Phantom Thread, la romance vénéneuse de Paul Thomas Anderson
PAUL THOMAS ANDERSON
Romain Jankowski
9/28/20252 min read


En 2017, Paul Thomas Anderson livre avec PHANTOM THREAD un film d’une précision redoutable, aussi élégant que dérangeant. Porté par une interprétation magistrale de Daniel Day-Lewis — dans ce qui reste son ultime rôle, pour le moment —, ce drame feutré explore les jeux de pouvoir et les pulsions cachées sous la dentelle d’un monde raffiné.
Le couturier et sa muse
Dans le Londres des années 1950, Reynolds Woodcock, couturier renommé, règne sur la haute société britannique. Cérébral, maniaque, habité par une quête obsessionnelle de perfection, il voit son quotidien millimétré bouleversé par l’arrivée d’Alma (Vicky Krieps), une jeune femme au caractère aussi doux qu’imprévisible. Ce qui commence comme une romance classique se transforme peu à peu en duel intime, entre fascination, domination et dépendance.
Le phénomène Daniel Day-Lewis
Pour ce rôle, Daniel Day-Lewis livre une autre performance d’une intensité rare.
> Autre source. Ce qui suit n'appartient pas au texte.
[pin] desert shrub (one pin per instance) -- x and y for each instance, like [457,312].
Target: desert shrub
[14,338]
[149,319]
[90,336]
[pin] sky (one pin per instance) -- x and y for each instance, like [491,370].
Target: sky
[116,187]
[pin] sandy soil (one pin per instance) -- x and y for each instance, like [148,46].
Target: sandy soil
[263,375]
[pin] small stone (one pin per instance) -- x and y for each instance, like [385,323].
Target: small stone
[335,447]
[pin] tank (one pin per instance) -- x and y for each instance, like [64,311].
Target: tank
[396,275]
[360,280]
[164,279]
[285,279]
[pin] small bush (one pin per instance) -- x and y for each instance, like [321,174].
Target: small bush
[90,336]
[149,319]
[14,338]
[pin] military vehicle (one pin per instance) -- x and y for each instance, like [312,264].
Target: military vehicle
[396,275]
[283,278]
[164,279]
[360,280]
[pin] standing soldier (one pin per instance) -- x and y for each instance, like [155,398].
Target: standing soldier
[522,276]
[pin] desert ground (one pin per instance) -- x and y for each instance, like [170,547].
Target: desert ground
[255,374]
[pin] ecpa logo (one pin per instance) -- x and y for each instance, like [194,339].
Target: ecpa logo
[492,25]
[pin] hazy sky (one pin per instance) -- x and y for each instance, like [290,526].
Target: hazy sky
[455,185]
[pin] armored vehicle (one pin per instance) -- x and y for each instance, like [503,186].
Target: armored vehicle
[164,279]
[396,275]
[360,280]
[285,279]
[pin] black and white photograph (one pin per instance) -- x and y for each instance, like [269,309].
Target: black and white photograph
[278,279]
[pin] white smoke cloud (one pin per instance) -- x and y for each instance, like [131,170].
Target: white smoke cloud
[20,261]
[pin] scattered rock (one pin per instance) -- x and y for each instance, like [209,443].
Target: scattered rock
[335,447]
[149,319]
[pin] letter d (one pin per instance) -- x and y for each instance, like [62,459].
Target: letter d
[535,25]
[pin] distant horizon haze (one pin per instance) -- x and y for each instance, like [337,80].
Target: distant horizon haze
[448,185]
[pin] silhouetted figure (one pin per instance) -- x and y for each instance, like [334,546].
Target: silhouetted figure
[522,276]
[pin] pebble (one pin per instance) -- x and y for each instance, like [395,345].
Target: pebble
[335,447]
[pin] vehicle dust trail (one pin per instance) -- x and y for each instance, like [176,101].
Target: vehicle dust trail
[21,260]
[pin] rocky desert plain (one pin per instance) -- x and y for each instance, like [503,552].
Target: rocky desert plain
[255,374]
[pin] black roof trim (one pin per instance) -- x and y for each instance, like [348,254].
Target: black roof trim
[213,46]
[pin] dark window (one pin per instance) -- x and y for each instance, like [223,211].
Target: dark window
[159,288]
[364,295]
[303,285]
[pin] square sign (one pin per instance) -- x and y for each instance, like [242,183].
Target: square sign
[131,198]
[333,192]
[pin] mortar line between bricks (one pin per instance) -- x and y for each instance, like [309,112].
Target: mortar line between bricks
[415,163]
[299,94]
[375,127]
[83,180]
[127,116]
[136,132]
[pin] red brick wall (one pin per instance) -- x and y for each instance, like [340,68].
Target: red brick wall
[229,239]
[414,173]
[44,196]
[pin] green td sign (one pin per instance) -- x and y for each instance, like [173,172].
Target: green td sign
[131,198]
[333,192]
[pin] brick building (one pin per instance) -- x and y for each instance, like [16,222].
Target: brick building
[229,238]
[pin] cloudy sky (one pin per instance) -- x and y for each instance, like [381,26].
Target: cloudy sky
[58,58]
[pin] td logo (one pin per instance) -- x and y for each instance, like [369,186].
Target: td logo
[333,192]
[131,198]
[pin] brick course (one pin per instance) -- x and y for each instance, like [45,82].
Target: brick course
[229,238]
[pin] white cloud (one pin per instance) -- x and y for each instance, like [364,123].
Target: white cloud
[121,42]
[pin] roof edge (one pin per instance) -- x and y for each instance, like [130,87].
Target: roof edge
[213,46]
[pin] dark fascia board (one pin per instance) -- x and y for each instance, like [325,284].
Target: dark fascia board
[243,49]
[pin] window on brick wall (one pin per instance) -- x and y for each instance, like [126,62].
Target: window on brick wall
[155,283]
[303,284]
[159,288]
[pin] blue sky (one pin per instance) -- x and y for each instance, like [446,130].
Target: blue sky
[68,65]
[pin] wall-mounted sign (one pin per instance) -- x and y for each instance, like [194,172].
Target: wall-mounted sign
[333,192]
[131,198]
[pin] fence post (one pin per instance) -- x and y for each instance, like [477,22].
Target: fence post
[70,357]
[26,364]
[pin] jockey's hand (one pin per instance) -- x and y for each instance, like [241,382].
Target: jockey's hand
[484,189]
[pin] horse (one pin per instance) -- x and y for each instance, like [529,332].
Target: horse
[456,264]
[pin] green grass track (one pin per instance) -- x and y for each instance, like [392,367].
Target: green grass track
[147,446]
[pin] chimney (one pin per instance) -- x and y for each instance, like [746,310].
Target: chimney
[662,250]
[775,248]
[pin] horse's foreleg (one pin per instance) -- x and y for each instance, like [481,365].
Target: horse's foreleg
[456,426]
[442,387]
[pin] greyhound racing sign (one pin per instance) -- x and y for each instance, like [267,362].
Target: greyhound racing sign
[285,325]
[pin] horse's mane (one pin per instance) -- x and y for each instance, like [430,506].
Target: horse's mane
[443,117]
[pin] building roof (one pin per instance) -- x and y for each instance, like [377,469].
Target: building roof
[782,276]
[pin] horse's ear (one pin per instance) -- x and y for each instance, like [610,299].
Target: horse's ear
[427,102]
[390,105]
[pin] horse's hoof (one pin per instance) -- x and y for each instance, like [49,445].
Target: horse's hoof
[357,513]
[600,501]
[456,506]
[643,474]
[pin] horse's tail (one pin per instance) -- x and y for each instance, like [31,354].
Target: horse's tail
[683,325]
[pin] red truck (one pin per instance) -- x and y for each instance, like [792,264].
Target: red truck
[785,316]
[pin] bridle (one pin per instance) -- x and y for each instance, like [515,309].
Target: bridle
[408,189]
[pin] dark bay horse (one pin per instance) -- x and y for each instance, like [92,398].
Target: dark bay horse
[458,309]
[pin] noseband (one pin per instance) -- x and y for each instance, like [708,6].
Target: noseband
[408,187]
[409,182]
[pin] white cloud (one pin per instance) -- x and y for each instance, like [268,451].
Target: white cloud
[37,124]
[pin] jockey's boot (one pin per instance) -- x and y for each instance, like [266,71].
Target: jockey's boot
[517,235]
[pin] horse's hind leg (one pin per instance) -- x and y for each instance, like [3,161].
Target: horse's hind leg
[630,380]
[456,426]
L’acteur, connu pour son immense rigueur dans la préparation de ses rôles (adepte de la fameuse Méthode), incarne Reynolds avec une incroyable densité : gestes mesurés, diction aristocratique, regards tranchants. Il incarne à la fois l’autorité et la fragilité de ce génie hanté par ses obsessions. Derrière l’apparente froideur du couturier se cache une complexité fascinante : un homme en lutte contre tout ce qui menace l’ordre qu’il s’est construit. Pour être le plus crédible possible, Day-Lewis a appris la couture auprès de véritables artisans, cousant lui-même plusieurs costumes utilisés dans le film.
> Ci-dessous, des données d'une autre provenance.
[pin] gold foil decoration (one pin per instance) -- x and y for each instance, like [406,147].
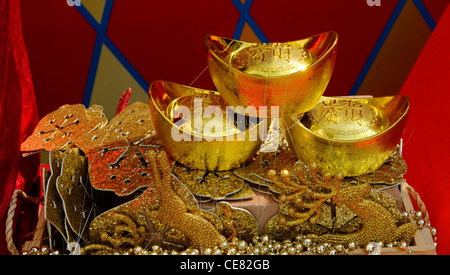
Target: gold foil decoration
[353,136]
[238,223]
[361,214]
[172,210]
[59,129]
[118,153]
[54,206]
[292,75]
[168,210]
[209,184]
[378,223]
[72,186]
[256,171]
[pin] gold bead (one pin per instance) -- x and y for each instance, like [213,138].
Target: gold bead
[403,245]
[242,245]
[217,251]
[351,246]
[307,242]
[418,215]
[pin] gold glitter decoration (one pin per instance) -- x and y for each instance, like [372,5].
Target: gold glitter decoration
[54,208]
[304,196]
[237,222]
[72,187]
[59,129]
[118,153]
[172,210]
[256,171]
[390,173]
[126,233]
[153,209]
[210,184]
[307,194]
[378,223]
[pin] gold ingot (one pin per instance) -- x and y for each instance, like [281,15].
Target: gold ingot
[291,75]
[351,135]
[191,140]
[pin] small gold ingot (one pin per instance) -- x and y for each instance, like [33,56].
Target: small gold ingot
[352,135]
[291,75]
[197,146]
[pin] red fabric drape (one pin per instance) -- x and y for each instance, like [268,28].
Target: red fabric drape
[427,149]
[18,117]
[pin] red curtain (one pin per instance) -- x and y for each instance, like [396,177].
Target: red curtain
[18,117]
[427,149]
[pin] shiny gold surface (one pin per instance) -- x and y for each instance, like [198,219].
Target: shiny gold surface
[198,151]
[354,136]
[291,75]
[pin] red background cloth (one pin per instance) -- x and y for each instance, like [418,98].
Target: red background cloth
[426,149]
[18,117]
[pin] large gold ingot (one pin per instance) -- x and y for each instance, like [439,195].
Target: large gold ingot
[354,136]
[218,150]
[291,75]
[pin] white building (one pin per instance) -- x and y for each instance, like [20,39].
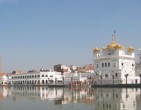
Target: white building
[36,78]
[113,65]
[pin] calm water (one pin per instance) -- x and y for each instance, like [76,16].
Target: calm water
[44,98]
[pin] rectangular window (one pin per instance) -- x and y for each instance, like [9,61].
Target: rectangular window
[108,64]
[97,65]
[102,64]
[105,64]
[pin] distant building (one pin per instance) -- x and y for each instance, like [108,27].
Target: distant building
[86,69]
[3,79]
[62,68]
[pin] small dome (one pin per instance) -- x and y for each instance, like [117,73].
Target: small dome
[114,45]
[96,50]
[130,49]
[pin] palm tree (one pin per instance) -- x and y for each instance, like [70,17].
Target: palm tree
[126,75]
[140,78]
[113,78]
[101,78]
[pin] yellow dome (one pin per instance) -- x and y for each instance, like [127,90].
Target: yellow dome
[104,49]
[114,45]
[96,50]
[130,49]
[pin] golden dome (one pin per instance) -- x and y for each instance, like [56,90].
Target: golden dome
[114,45]
[96,50]
[130,49]
[104,49]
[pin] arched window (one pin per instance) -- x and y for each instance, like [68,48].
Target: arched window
[116,75]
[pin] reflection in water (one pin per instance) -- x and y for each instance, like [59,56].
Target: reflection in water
[117,98]
[101,98]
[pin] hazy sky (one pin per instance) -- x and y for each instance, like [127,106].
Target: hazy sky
[37,34]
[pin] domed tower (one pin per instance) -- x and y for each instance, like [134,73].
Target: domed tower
[114,63]
[139,56]
[96,52]
[130,51]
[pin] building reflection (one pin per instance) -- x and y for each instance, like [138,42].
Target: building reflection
[117,98]
[101,98]
[58,95]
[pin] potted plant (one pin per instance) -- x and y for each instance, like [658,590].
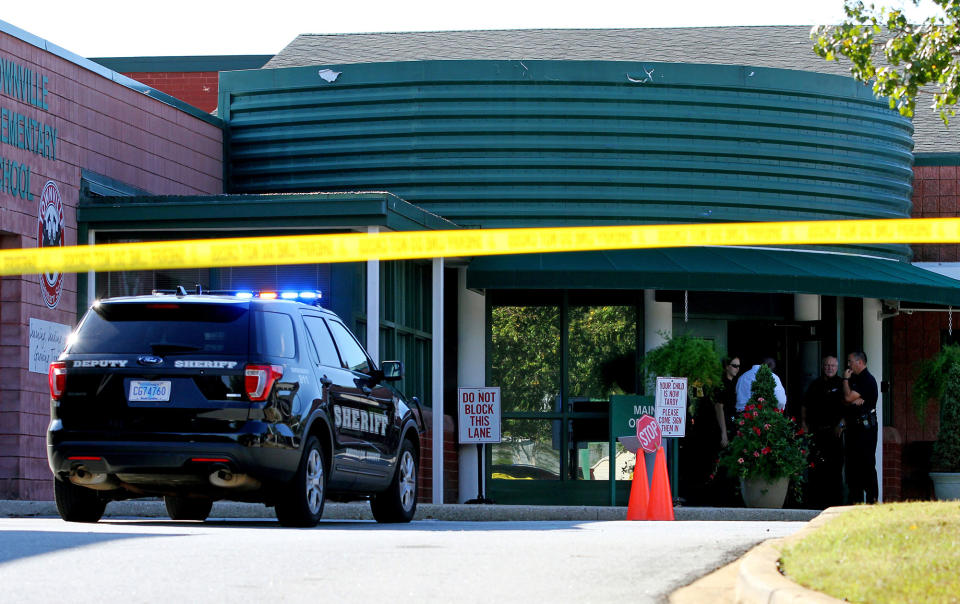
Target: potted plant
[769,449]
[939,378]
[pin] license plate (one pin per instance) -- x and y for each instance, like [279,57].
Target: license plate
[149,391]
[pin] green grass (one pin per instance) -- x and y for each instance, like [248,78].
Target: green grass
[901,552]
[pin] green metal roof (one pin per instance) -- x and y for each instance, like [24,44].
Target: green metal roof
[718,269]
[263,212]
Paul Thomas Anderson utilise son acteur avec beaucoup de soin, signant ici son film le plus formellement épuré. Caméra fluide, lumière naturelle, décors feutrés : tout concourt à créer une atmosphère quasi hypnotique. Le réalisateur délaisse certains de ses excès et la grandiloquence pour une approche délicate. La bande originale de Jonny Greenwood (Radiohead) enveloppe l’ensemble, accentuant la tension silencieuse entre les personnages.
Amour et contrôle
PHANTOM THREAD est avant tout une histoire d’amour atypique, où l’attirance se mêle au pouvoir et à la manipulation. Alma refuse de se plier totalement aux règles de Reynolds : elle le confronte, le désarme, et finit par inverser subtilement les rôles. Leur relation devient un jeu pervers, un équilibre fragile entre domination et abandon — comme si le véritable lien amoureux ne pouvait naître que dans la vulnérabilité partagée.
Une fois de plus, malgré des critiques élogieuses, Paul Thomas Anderson connaîtra une nouvelle déconvenue au box-office. PHANTOM THREAD a coûté 35 millions de dollars et n'en rapportera que 47 millions dans le monde entier.